If elected, Blumenthal said, he plans to help revive the state's economy with an initiative he calls “Made in Connecticut,” which would end tax breaks for big companies that make it profitable for them to go overseas. Connecticut currently has an unemployment rate of 9.1%.
On his Web site, Blumenthal notes he took on aircraft manufacturer Pratt & Whitney, one of largest employers in the state, when the company tried to move jobs out of state.
All that experience and history may give Blumenthal the edge on Tuesday.
“I think he knows more about the state than anyone,” said J.W. Lausch, a registered Republican who attended Sunday's event.
“Money talks in the business world," said Lausch, referring to McMahon, who has spent more than $40 million on her campaign, the highest expenditure in the history of Senate races in Connecticut. "But having business expertise doesn’t transfer into political prowess.”
McMahon has charged that Blumenthal is “anti-business” and wants to grow government, not the economy. But Sharon Rodrigue, another New Britain resident, said she doesn’t agree. “It’s ridiculous. He just wants to be fair and wants [enough] oversight and accountability,” she said.
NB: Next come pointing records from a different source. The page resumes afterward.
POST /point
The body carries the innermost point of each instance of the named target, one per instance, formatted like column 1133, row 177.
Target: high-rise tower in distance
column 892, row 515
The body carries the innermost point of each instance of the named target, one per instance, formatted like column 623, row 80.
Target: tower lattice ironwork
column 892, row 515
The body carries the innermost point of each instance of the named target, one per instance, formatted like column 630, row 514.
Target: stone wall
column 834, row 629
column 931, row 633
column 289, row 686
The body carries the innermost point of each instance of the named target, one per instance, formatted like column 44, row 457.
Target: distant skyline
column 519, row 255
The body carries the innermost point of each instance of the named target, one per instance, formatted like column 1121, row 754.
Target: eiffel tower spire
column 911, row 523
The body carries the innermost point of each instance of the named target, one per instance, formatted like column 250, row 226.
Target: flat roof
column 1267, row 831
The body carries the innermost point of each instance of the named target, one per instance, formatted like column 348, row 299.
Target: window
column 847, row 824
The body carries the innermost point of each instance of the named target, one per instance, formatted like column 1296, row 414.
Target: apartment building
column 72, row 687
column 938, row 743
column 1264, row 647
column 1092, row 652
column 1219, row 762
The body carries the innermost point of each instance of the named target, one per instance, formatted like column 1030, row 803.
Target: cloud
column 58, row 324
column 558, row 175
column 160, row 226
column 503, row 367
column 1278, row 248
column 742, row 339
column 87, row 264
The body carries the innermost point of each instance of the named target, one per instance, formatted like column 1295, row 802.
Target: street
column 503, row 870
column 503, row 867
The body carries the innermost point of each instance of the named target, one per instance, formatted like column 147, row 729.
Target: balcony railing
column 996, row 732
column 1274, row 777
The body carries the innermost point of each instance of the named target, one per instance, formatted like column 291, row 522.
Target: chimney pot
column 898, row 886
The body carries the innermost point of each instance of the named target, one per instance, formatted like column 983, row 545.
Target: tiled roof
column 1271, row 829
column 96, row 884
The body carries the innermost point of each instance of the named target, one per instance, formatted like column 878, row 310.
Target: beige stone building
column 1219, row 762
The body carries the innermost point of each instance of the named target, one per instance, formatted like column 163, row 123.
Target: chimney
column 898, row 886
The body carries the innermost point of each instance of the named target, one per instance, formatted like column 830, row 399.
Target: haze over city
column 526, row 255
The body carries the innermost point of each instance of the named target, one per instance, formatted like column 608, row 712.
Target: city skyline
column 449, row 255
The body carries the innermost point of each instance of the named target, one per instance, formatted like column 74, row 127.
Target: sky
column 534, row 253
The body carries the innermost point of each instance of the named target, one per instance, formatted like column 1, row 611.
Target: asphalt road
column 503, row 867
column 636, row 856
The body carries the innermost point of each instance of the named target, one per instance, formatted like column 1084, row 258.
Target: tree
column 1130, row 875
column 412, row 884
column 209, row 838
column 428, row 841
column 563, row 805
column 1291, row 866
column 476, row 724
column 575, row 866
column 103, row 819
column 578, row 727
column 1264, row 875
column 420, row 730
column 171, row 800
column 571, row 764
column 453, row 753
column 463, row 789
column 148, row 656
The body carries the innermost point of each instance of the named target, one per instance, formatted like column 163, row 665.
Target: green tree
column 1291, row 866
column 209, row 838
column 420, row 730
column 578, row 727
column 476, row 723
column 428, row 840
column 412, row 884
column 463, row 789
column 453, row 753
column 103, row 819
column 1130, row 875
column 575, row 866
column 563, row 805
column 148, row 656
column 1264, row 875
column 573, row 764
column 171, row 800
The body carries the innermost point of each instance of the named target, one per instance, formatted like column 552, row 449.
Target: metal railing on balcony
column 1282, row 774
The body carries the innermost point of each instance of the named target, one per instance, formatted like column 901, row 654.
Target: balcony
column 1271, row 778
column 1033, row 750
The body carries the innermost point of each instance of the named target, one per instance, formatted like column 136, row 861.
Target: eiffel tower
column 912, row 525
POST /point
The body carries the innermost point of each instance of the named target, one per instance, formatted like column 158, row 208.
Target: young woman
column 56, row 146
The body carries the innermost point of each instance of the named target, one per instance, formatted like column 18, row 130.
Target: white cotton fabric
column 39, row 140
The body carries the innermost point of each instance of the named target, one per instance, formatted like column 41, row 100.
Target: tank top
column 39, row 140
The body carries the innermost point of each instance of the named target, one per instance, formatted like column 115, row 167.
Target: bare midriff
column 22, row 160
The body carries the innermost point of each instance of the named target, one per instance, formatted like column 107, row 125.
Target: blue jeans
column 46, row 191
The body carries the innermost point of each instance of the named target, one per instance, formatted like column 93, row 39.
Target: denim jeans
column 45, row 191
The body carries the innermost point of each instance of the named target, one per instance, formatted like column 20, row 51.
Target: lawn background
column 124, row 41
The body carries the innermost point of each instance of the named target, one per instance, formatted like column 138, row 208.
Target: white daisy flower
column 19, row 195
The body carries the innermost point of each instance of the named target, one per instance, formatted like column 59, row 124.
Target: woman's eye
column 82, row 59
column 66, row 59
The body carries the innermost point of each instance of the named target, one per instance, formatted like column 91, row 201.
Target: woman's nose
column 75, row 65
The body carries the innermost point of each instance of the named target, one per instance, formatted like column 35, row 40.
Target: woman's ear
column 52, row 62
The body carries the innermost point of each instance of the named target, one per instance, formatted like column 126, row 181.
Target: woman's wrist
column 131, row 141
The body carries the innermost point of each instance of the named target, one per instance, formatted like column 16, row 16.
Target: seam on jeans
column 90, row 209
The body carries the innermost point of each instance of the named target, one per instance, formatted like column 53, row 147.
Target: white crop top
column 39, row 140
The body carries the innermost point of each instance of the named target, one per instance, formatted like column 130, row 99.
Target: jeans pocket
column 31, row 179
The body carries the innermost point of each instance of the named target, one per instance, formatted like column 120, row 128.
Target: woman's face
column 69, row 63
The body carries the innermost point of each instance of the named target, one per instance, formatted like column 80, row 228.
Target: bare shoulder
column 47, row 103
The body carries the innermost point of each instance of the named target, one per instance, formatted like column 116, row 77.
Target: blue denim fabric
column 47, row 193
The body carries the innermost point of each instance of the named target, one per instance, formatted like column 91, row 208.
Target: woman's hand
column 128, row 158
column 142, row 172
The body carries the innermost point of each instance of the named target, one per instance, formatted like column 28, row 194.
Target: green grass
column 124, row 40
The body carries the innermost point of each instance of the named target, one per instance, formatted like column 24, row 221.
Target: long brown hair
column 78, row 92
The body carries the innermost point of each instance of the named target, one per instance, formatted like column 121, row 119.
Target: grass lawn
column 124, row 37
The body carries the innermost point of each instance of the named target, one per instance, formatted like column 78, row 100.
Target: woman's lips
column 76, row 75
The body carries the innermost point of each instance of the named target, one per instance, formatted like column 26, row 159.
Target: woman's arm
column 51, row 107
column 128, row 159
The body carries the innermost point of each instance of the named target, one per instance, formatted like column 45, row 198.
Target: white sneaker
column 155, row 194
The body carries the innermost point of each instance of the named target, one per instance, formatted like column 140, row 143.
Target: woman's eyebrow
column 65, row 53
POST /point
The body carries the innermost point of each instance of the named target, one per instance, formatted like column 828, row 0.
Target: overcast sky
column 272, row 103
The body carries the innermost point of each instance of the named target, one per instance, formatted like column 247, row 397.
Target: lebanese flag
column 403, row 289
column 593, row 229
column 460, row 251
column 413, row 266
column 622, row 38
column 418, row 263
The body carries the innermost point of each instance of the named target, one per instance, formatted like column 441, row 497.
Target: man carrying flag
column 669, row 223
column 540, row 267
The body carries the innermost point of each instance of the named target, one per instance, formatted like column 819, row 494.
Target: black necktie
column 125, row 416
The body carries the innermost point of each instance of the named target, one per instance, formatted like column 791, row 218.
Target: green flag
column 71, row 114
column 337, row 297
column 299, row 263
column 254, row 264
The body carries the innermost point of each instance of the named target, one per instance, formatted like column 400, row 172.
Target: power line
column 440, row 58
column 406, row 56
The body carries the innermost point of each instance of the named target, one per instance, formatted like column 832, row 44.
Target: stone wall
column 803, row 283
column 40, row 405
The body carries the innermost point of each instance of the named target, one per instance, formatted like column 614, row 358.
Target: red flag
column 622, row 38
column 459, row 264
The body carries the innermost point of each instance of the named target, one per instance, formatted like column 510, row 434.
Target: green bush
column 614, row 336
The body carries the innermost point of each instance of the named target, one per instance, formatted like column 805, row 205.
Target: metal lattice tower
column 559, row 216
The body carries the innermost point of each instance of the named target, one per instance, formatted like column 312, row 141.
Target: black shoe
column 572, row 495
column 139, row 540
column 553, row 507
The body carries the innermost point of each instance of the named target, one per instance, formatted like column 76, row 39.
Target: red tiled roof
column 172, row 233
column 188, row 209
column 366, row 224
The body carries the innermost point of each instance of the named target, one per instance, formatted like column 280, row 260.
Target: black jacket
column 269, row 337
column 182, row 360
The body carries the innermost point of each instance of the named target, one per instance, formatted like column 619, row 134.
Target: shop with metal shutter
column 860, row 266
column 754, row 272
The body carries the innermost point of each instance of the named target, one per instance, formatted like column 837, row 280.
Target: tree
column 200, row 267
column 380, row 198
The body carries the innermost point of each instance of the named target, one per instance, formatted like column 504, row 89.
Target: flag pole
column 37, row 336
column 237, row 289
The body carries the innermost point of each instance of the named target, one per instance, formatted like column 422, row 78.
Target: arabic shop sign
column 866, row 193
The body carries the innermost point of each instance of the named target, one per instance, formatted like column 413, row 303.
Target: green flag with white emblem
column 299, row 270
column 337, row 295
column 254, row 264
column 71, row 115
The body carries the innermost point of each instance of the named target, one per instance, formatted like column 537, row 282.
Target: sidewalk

Accountability is an important theme of the campaign. Ty Matsdorf, spokesman for the campaign, said Blumenthal opposed the Wall Street bailout and backed financial reform. “He thought they needed to be accountable,” Matsdorf said.
“The little man never gets ahead,” explained Joan Calvo, another supporter at Sunday’s event. “It’s always the big guy.” She is hoping Blumenthal will change that.
Blumenthal has positioned himself as a champion of the middle class and of those with less. Similar to President Obama's position, he wants to extend the Bush tax cuts for the middle class. For individuals making $200,000 or more, the tax cuts would not be extended. “You’ve got to battle the deficit,” explained Matsdorf.
And if he does beat McMahon, it will be a bittersweet triumph for a career politician because of the beating his reputation has taken.
Among the major missteps of his campaign, perhaps the most damaging was his penchant for suggesting he served in Vietnam during that conflict. In fact, Blumenthal, who was a sergeant in the Marine Corp. Reserves, never set foot in Vietnam. He has since apologized and said he misspoke.
In addition, he said on MSNBC’s Morning Joe that he never took political action money when, in fact, he had taken more than $220,000 in PAC money, according to the Federal Election Commission website. His aides said his comments applied exclusively to his previous candidacies for attorney general.
And he had only a fumbling answer during a debate when McMahon, the billion-dollar entrepreneur positioning herself as the candidate with real-world experience, asked simply: “How do you create a job?” Blumenthal’s answer -- which began, “A job can be created in a variety of ways by a variety of people"-- was lackluster at best.
Still his base believes that he will create jobs, despite Connecticut's fiscal mess with a reported $3.26 billion budget deficit.
"My opponent has a lot more money, but I’ve got something money can’t buy – I’ve got you,” Blumenthal told the rally at the VFW hall.